12. The method of claim 11, wherein processing the one or more images comprises determining
the change in optical flow based on the three images of the one or more images, wherein
determining the change in optical flow based on the three images comprises:
determining, by the compute device, a first optical flow between a first image of
the three images and a second image of the three images;
determining, by the compute device, a second optical flow between the second image
and a third image of the three images; and
determining, by the compute device, a difference in optical flow magnitude between
the first optical flow and the second optical flow for each of a plurality of pixels,
wherein determining, based on the one or more images, the one or more occlusions on
the camera of the vehicle comprises determining, based on the difference in optical
flow magnitude between the first optical flow and the second optical flow for each
of a plurality of pixels, the one or more occlusions on the camera of the vehicle.

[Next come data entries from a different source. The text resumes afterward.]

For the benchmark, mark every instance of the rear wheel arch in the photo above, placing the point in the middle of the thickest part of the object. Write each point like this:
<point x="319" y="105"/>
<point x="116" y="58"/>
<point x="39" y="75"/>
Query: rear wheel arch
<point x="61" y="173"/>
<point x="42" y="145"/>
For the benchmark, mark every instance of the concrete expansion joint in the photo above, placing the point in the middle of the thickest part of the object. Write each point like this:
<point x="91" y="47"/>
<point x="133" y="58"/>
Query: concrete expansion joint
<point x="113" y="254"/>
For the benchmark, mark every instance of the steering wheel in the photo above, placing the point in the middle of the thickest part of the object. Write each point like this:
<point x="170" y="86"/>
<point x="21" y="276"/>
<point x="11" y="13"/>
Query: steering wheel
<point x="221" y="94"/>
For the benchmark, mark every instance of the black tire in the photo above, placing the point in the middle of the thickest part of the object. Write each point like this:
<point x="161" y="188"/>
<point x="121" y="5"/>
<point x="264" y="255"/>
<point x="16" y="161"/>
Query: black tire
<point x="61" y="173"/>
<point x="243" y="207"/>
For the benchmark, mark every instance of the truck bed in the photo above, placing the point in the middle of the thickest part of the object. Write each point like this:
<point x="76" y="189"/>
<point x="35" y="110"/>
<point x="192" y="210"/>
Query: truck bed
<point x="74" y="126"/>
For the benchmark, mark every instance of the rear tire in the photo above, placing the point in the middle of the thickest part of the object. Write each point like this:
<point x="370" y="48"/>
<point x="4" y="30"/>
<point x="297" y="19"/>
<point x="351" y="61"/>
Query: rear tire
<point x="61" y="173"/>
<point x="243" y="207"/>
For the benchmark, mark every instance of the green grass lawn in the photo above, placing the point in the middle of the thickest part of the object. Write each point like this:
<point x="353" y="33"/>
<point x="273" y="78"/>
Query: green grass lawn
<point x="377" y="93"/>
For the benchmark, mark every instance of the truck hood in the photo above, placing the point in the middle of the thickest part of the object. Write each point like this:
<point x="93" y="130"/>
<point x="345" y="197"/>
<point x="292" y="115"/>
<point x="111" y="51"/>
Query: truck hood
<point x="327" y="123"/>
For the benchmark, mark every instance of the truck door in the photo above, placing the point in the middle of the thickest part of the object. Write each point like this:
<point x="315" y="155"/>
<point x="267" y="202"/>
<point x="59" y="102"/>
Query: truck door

13. The method of claim 11 or 12, wherein processing the one or more images comprises
determining the one or more regions of the at least one image that are out of focus,
wherein determining the one or more regions the at least one image that are out of
focus comprises:
dividing, by the compute device, the at least one image into a plurality of subimages;
and
determining, by the compute device and for each of the plurality of subimages, whether
the corresponding subimage is blurry,
wherein determining, based on the one or more images, the one or more occlusions on
the camera of the vehicle comprises determining, based on a determination of whether
each of the plurality of subimages is blurry, the one or more occlusions on the camera
of the vehicle.
14. The method according to any one of claims 11 to 13, wherein processing the one or
more images comprises performing edge detection on the at least one image of the one
or more images, wherein processing the one or more images further comprises:
expanding, by the compute device, each of a plurality of edges identified in the at
least one image during edge detection; and
determining, by the compute device, areas of at least one image without expanded edges,
wherein determining, based on the one or more images, the one or more occlusions on
the camera of the vehicle comprises determining, based on a determination of areas
of the at least one image without expanded edges, the one or more occlusions on the
camera of the vehicle.
15. The method according to any one of claims 11 to 14, wherein processing the one or
more images comprises detecting one or more circular lens artifacts in the at least
one image of the one or more images, wherein detecting one or more circular lens artifacts
in the at least one image comprises:
performing, by the compute device, edge detection of the at least one image;
identifying, by the compute device, each of a plurality of contours defined by edge
detection; and
determining, by the compute device and for each of the plurality of contours, a ratio
of a circle enclosing the corresponding contour to an area enclosed by the corresponding
contour,
wherein determining, based on the one or more images, the one or more occlusions on
the camera of the vehicle comprises determining, based on a determination of the ratios
for each of the plurality of contours.
16. One or more non-transitory computer-readable media comprising a plurality of instructions
stored thereon that, when executed, causes a compute device to perform a method as
set forth in one of claims 11 to 15.